3. Krisenerfahrungen und Kosmopolitismus
Modul 3 bündelt Projekte, die sich mit der Ermöglichung von Differenz anhand der Analyse kosmopolitischer Ordnungen, Praktiken und Mobilitäten auseinandersetzen. Untersucht werden die kosmopolitische Praxis von Auslandskorrespondenten in Rundfunk und Fernsehen in den Jahrzehnten des Kalten Kriegs sowie die Handlungspotenziale und Selbstinszenierungen in den transatlantischen Lebensläufen revolutionärer Migrantinnen und Migranten nach 1848/49 (Sarah Panter). Aus dem Projekt zur Auslandsberichterstattung (Bernhard Gißibl) ging weiterhin eine Veranstaltungsreihe mit öffentlichen Podiumsdiskussionen in Hannover (Schloss Herrenhausen), Köln (WDR) und Mainz (Gutenberg-Museum) hervor. Substanziell erweitert wird das Modul 3 zudem durch die Arbeitsgruppe zur Geschichte des Weltkultur- und -naturerbes der UNESCO (2013–2016, Förderung im Wettbewerbsverfahren der Leibniz-Gemeinschaft). Studien zu Auschwitz (Julia Röttjer), Aachen (Elsa Duval), Galápagos (Elke Ackermann) und Jerusalem (Benedetta Serapioni) analysieren diese Welterbe-Stätten in ihren lokalen, regionalen, nationalen und internationalen Bezügen, arbeiten konkurrierende Nutzungsansprüche heraus und problematisieren die Politik wissenschaftlicher Expertise im Kontext divergierender Deutungsmöglichkeiten dieser Stätten. Die Einzelstudien flankieren eine Längsschnittstudie, die das Welterbe-Programm als Instrument der »Kosmopolitisierung des kollektiven Gedächtnisses« in den Blick nimmt (Andrea Rehling).
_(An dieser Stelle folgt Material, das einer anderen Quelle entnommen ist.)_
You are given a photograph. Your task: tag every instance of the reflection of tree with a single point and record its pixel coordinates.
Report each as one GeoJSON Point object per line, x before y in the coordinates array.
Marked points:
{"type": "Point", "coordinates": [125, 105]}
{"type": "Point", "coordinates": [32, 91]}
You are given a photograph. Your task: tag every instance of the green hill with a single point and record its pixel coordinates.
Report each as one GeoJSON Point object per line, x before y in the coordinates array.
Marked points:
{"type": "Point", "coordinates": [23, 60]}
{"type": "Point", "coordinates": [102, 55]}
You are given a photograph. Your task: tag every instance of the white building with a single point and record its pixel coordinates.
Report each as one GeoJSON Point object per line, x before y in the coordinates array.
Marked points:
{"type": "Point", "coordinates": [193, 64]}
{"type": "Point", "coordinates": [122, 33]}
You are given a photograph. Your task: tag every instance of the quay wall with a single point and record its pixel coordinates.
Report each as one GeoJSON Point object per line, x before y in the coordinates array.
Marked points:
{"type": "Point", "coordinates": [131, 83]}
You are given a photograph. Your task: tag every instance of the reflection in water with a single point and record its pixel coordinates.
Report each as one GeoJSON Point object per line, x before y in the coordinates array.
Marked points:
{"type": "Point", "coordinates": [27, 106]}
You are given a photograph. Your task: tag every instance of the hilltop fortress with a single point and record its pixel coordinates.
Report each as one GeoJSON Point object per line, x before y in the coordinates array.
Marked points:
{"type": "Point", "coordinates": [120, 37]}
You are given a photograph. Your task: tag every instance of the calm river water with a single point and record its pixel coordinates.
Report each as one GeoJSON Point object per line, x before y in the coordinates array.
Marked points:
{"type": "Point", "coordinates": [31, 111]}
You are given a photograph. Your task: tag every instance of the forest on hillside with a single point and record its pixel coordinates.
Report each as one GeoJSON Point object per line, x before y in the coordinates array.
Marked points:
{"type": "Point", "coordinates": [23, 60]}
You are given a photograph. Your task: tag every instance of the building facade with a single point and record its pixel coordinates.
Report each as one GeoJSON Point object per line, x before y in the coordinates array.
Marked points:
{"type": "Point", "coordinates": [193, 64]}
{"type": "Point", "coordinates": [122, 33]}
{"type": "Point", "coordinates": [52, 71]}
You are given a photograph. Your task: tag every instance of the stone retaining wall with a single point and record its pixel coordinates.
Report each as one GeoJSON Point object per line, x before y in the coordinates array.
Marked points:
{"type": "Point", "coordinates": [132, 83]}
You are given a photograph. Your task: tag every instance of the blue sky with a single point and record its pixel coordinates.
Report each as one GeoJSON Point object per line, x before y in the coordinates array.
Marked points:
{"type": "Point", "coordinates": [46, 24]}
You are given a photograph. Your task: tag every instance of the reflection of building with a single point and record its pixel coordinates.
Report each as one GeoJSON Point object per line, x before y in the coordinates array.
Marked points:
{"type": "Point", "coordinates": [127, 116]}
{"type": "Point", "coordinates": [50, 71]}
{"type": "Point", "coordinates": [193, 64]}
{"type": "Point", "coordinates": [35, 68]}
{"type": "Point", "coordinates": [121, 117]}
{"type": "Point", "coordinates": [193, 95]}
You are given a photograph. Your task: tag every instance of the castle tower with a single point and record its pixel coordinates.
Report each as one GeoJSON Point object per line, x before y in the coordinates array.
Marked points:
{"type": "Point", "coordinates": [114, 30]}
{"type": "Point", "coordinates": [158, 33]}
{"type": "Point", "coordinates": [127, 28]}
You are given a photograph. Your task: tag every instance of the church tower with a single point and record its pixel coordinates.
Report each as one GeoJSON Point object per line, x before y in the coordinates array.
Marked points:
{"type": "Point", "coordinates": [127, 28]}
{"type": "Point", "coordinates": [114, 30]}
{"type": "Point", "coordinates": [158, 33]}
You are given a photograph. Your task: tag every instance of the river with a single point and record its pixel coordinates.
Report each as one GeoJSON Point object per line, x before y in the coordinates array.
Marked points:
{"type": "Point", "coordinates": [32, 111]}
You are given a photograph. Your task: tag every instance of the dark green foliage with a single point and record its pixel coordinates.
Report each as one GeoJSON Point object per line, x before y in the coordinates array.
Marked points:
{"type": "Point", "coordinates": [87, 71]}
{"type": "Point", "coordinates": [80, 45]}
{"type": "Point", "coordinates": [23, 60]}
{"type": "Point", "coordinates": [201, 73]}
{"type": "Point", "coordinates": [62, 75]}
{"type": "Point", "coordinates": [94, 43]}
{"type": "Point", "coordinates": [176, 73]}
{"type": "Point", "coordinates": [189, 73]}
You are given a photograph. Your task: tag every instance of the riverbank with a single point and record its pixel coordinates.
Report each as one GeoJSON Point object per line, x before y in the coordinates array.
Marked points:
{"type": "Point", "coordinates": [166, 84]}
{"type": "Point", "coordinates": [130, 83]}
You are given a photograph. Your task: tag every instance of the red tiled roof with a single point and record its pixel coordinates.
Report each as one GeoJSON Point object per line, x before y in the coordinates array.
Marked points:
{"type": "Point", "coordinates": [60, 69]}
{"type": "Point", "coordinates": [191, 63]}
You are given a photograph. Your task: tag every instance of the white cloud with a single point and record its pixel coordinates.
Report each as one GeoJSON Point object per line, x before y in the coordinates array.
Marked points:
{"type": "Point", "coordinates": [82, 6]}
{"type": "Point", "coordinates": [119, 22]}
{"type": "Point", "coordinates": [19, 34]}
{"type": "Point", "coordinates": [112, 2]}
Übergreifend vertieften Konferenzen in Aachen, Jerusalem und Oświęcim, am Kulturwissenschaftlichen Kolleg des Exzellenzclusters »Grundlagen von Integration« der Universität Konstanz sowie am IEG selbst den Austausch mit einschlägig ausgewiesenen, internationalen Wissenschaftlerinnen und Wissenschaftlern. Jede dieser Veranstaltungen kontextualisierte die jeweilige Welterbestätte in einer lokalen Perspektive mit einem spezifischen thematischen Schwerpunkt. Die Projekte des Moduls begreifen alle Kosmopolitismus nicht als utopischen Zukunftsentwurf, sondern als Praxis eines spezifischen, normativ aufgeladenen Umgangs mit Differenz.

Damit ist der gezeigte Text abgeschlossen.